语言模型构建.py

import os
import re
import regex
import tempfile
import shutil
import jieba
import math
import subprocess
from tqdm import tqdm
from collections import defaultdict

# ========== 配置文件路径 ==========
ARPA_FILE = 'log.arpa'
PROCESSED_CORPUS_FILE = '清理后.txt'
SEGMENTED_FILE = '分词后.txt'
merged_file = 'merge1_2_3.txt'
language = 'zh-hans'
RAW_CORPUS_DIR = '语料输入'
STOPWORDS_DIR = '停用词表'
SUPPORTED_FORMATS = ['.txt', '.yaml', '.csv', '.json', '.jsonl']

# n-gram 文件名模板
NGRAM_FILE_TEMPLATE = "ngram_{}_.txt"
NGRAM_FILES = [NGRAM_FILE_TEMPLATE.format(i) for i in range(1, 4)]

# ========== 分词和停用词配置 ==========
STOPWORDS_ENABLED = False    #开启或者关闭停用词表
SEGMENT_MODE = 'accurate'   #请选择 'accurate' / 'all' / 'search'

# ========== 停用词加载 ==========
def load_stopwords_from_directory(directory):
    """加载停用词文件夹中的所有停用词。"""
    stopwords = set()
    if not os.path.exists(directory):
        print(f"警告：停用词目录 {directory} 不存在，未加载任何停用词。")
        return stopwords

    for root, _, files in os.walk(directory):
        for file in files:
            file_path = os.path.join(root, file)
            with open(file_path, 'r', encoding='utf-8') as f:
                for line in f:
                    stopwords.add(line.strip())
    print(f"已加载 {len(stopwords)} 个停用词。")
    return stopwords

STOPWORDS = load_stopwords_from_directory(STOPWORDS_DIR) if STOPWORDS_ENABLED else set()

# ========== 初始化结巴分词 ==========
def configure_jieba():
    """配置结巴分词模式。

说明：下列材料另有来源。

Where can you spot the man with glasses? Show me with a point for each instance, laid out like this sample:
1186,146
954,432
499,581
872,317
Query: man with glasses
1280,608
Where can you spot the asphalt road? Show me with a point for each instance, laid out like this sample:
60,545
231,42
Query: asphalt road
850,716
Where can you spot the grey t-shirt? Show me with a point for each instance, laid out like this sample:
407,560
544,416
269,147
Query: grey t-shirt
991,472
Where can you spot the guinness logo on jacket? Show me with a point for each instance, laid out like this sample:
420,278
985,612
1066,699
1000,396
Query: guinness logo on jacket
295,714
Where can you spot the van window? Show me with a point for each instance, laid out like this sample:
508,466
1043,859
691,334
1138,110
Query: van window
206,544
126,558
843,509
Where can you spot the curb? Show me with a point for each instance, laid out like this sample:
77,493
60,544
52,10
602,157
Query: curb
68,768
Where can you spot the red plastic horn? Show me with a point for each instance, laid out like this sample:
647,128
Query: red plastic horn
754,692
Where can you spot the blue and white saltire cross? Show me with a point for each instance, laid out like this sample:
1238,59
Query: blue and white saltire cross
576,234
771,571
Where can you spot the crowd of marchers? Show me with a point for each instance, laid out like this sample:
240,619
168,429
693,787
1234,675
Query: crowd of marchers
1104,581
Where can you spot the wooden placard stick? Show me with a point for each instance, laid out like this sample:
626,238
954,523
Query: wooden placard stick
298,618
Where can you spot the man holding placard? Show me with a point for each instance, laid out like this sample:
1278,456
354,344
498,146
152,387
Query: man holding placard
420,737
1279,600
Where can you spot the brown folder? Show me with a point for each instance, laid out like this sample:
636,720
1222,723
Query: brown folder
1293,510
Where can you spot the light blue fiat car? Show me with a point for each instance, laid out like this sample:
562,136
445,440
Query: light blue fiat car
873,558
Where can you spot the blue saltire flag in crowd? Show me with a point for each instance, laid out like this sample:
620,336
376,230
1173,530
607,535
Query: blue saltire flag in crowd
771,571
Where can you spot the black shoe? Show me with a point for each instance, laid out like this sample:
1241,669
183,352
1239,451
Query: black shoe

"""
    if SEGMENT_MODE == 'accurate':
        jieba.initialize()
    elif SEGMENT_MODE == 'all':
        jieba.enable_parallel()
    elif SEGMENT_MODE == 'search':
        jieba.enable_paddle()
    else:
        raise ValueError("未知的分词模式，请选择 'accurate' / 'all' / 'search'")

configure_jieba()

# ========== 语料预处理 ==========
def preprocess_corpus(input_dirs, output_file, max_length=30, chunk_size=10000):
    """处理多个输入目录中的文件，并按块写入磁盘，优化内存使用。"""
    pattern = r'[^\p{Script=Han}\n]'  # 匹配所有非汉字和非换行符
    with open(output_file, 'w', encoding='utf-8') as f_out:
        buffer = []
        for input_dir in input_dirs:
            for root, _, files in os.walk(input_dir):
                for file in files:
                    if any(file.endswith(ext) for ext in SUPPORTED_FORMATS):
                        with open(os.path.join(root, file), 'r', encoding='utf-8') as f_in:
                            for line in tqdm(f_in, desc=f"处理 {file}"):
                                # 第一步：符号替换，逗号替换为空格
                                line = re.sub(r'[。.！!?？]', '\n', line)
                                #line = re.sub(r'，', ' ', line)
                                line = re.sub(r'来源": "zhihu', '', line)
                                # 第二步：特定关键词替换为换行符
                                line = re.sub(r'\b(title|category|})\b', '\n', line)
                                line = re.sub(r'"id":\s*".*?",\s*"问":\s*".*?"', '', line)
                                # 第三步：只保留 CJK 汉字和换行符
                                line = regex.sub(pattern, '', line) 
                                # 第四步：去掉所有空行
                                lines = [l for l in line.split('\n') if l.strip()]
                                # 第五步：将行长度超过30的部分截断
                                for l in lines:
                                    while len(l) > max_length:
                                        buffer.append(l[:max_length] + '\n')
                                        l = l[max_length:]
                                    if l:
                                        buffer.append(l + '\n')
                                if len(buffer) >= chunk_size:
                                    f_out.writelines(buffer)
                                    buffer.clear()
        if buffer:
            f_out.writelines(buffer)

# ========== 分词处理 ==========
def segment_corpus(input_file, output_file, chunk_size=10000):
    """对语料进行分词，并保存为输出文件。"""
    with open(input_file, 'r', encoding='utf-8') as f_in, \
         open(output_file, 'w', encoding='utf-8') as f_out:
        buffer = []
        for line in tqdm(f_in, desc="分词处理中"):
            words = jieba.lcut(line.strip(), HMM=True)
            if STOPWORDS_ENABLED:
                words = [word for word in words if word not in STOPWORDS]
            buffer.append(' '.join(words) + '\n')
            if len(buffer) >= chunk_size:
                f_out.writelines(buffer)
                buffer.clear()
        if buffer:
            f_out.writelines(buffer)

# ========== 生成 ARPA 文件 ==========
def generate_arpa(segmented_file, arpa_file, ngram_order=3):
    """调用 KenLM 生成 ARPA 文件，并使用指定的用户临时缓存目录。"""
    # 使用 ~/ARPAtmp 目录，并确保它存在
    tmp_dir = os.path.expanduser("~/ARPAtmp")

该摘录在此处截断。